Derrière la mécanique du Béhémoth des matières premières se cachent un sang et une chair particuliers. Entre amitiés et trahisons, tour d’horizon de la galaxie Glencore.
Par Clément Bürge
Un monstre nébuleux et froid. Telle est la première impression que suscite l’entreprise Glencore. Mais son histoire s’inscrit dans celles de personnalités particulières. A l’origine de celle-ci, un seul et unique homme: le sulfureux Marc Rich, plus grand trader de tous les temps. Même si l’homme s’est fait éjecter par sa propre compagnie en 1992, Daniel Ammann, auteur de The King of Oil, une biographie de Marc Rich, souligne: «Aujourd’hui encore, on retrouve très clairement l’esprit de Rich dans la société.» Plus qu’un esprit, son ADN est ancré dans les employés: «Comme lui, ils travaillent comme des fous, ils sont toujours plus agressifs que leurs concurrents et ils osent faire ce que les autres ne font pas, comme aller en Angola ou plus récemment en République démocratique du Congo.»
Milliardaires instantanés. Mais l’histoire de Glencore est aussi celle de relations humaines, entre perfidie, loyauté et copinage stratégiques. A l’image de la trahison du bras droit de Marc Rich, Willy Strothotte, qui forcera ce dernier à quitter sa propre société pour en reprendre les rênes. Des intrigues souvent dignes de l’univers BD de Largo Winch.
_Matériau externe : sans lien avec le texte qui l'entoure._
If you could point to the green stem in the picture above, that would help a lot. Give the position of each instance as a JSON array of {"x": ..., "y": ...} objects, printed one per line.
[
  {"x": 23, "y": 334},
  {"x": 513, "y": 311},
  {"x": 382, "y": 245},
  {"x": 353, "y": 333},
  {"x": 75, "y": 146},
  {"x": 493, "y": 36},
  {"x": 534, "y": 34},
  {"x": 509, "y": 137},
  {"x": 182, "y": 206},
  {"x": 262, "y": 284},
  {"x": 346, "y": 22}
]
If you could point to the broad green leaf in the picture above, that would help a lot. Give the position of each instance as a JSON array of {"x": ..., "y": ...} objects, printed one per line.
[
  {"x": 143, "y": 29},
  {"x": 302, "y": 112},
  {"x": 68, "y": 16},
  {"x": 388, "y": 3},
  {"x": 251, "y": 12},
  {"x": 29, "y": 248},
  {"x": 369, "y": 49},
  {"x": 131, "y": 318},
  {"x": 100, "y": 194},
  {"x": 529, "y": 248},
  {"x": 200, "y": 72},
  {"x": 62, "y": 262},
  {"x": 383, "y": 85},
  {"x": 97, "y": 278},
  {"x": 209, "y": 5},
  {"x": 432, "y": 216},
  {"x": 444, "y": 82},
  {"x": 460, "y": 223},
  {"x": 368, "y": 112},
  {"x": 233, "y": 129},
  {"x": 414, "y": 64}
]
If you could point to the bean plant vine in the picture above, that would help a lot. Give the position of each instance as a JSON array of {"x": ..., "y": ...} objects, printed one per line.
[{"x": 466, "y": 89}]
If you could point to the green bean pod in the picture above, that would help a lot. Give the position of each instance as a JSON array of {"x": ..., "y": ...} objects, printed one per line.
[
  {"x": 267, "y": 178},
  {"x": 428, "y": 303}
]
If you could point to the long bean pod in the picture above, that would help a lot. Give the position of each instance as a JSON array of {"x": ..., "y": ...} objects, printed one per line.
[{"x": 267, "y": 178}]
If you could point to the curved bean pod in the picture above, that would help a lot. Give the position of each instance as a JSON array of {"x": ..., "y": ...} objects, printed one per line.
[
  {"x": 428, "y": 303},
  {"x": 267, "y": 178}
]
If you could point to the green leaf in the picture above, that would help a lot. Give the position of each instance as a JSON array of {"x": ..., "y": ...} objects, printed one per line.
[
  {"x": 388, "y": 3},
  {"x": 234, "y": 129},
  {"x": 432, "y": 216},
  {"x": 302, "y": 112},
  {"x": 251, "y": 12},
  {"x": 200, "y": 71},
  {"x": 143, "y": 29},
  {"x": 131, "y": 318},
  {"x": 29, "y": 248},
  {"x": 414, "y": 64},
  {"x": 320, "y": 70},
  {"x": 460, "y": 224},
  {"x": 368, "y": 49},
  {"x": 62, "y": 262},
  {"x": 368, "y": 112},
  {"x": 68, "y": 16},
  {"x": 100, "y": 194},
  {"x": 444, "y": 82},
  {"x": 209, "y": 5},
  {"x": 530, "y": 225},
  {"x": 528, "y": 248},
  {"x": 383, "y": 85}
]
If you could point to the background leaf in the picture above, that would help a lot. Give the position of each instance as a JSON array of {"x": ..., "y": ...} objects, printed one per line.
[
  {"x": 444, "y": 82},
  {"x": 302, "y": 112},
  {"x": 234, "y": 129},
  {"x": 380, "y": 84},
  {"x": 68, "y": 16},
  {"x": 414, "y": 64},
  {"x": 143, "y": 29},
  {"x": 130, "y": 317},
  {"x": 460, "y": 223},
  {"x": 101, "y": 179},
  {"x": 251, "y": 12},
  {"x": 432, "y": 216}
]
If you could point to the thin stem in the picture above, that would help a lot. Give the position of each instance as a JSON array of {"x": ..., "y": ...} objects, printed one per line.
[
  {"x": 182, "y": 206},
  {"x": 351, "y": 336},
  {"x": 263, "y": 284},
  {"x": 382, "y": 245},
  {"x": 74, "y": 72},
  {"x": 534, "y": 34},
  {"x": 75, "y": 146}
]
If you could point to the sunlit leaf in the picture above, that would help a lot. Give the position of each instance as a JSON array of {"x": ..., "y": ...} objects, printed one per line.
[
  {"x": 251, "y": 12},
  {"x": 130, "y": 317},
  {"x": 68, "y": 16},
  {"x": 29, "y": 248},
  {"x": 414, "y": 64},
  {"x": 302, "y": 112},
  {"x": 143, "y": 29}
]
En mai passé, la cotation en Bourse de la société a mis en lumière la richesse de ses leaders. Instantanément, quatre nouveaux milliardaires ont émergé: Ivan Glasenberg (CEO), Daniel Francisco Maté Badenes (aluminium), Aristotelis Mistakidis (mines) et Tor Peterson (charbon). A leurs côtés, 485 autres traders sont également devenus multimillionnaires. Un enrichissement qui a nettement contribué à remplir les caisses des communes de la région, où plusieurs leaders de Glencore résident notamment dans la micro-localité de Rüschlikon (ZH) – 5800 habitants – qui accueille Ivan Glasenberg. Rien qu’en 2011, le CEO sud-africain de Glencore a rapporté 55 millions de francs à la petite commune.
Les pères fondateurs
Marc Rich La légende. Fortune: env. 900 millions fr.
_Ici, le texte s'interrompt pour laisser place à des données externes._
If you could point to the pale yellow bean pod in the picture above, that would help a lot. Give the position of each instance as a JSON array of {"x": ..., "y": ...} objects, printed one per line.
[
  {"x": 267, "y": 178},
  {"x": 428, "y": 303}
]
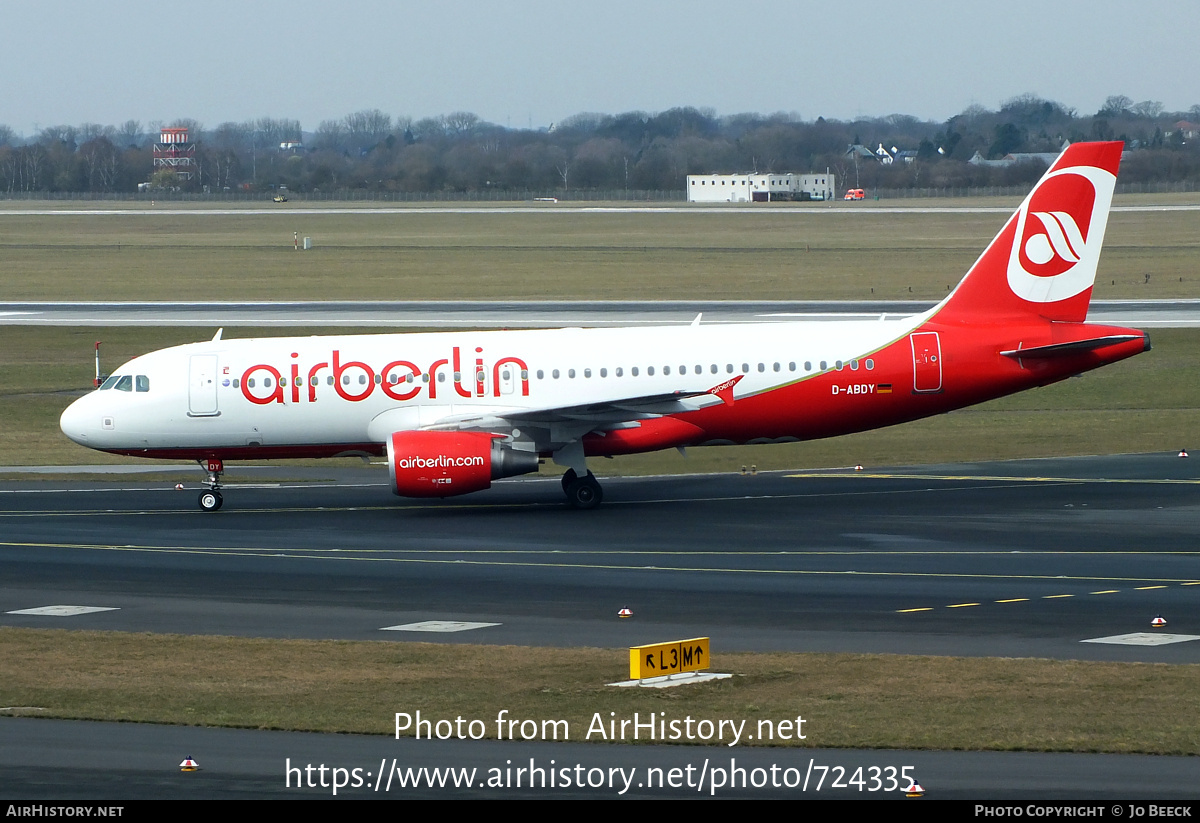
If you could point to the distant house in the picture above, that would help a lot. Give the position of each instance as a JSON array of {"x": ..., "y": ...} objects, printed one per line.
[{"x": 760, "y": 187}]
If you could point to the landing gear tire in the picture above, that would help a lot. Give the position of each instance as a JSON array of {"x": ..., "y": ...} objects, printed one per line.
[{"x": 585, "y": 492}]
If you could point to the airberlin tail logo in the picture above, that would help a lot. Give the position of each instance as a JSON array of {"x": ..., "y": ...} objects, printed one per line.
[{"x": 1059, "y": 233}]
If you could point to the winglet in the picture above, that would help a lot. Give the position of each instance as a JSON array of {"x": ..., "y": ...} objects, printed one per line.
[{"x": 725, "y": 390}]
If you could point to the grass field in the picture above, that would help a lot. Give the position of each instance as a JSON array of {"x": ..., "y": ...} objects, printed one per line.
[
  {"x": 1147, "y": 403},
  {"x": 805, "y": 253}
]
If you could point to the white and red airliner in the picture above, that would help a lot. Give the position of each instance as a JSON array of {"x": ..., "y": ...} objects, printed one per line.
[{"x": 455, "y": 410}]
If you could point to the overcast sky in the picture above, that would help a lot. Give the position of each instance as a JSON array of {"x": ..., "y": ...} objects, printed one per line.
[{"x": 521, "y": 62}]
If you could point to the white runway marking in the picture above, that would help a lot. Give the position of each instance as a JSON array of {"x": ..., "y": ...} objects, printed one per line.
[
  {"x": 64, "y": 611},
  {"x": 441, "y": 626}
]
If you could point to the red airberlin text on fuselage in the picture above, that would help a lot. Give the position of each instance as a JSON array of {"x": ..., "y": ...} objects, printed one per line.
[{"x": 399, "y": 379}]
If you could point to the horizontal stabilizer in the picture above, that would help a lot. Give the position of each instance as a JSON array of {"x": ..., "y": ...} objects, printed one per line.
[{"x": 1074, "y": 347}]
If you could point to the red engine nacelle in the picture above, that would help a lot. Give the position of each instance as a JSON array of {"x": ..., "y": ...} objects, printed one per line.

L’homme par qui tout a commencé. La vie entière du «roi du pétrole» sera marquée par les coups d’éclat. Juif, originaire de Belgique, il échappe à la Seconde Guerre mondiale en se réfugiant aux Etats-Unis. Employé chez Philipp Brothers, le jeune trader enchaîne les coups de génie comme la création du marché mondial d’achat de pétrole. Un succès qui mènera sa société à refuser de lui verser le bonus qu’elle lui doit. Vexé, il crée Marc Rich & Co., l’ancêtre de Glencore. Génie pour certains, démon pour d’autres, son succès est attribué à son agressivité hors du commun et à sa capacité à négocier avec n’importe quel partenaire, comme le régime de l’apartheid ou l’Iran. Une attitude qui lui vaudra d’être poursuivi par le procureur de New York de l’époque, Rudolph Giuliani. Accusé de fraude, d’évasion fiscale et de commerce avec l’ennemi, le fugitif, installé en Suisse, est gracié en 2001 par Bill Clinton.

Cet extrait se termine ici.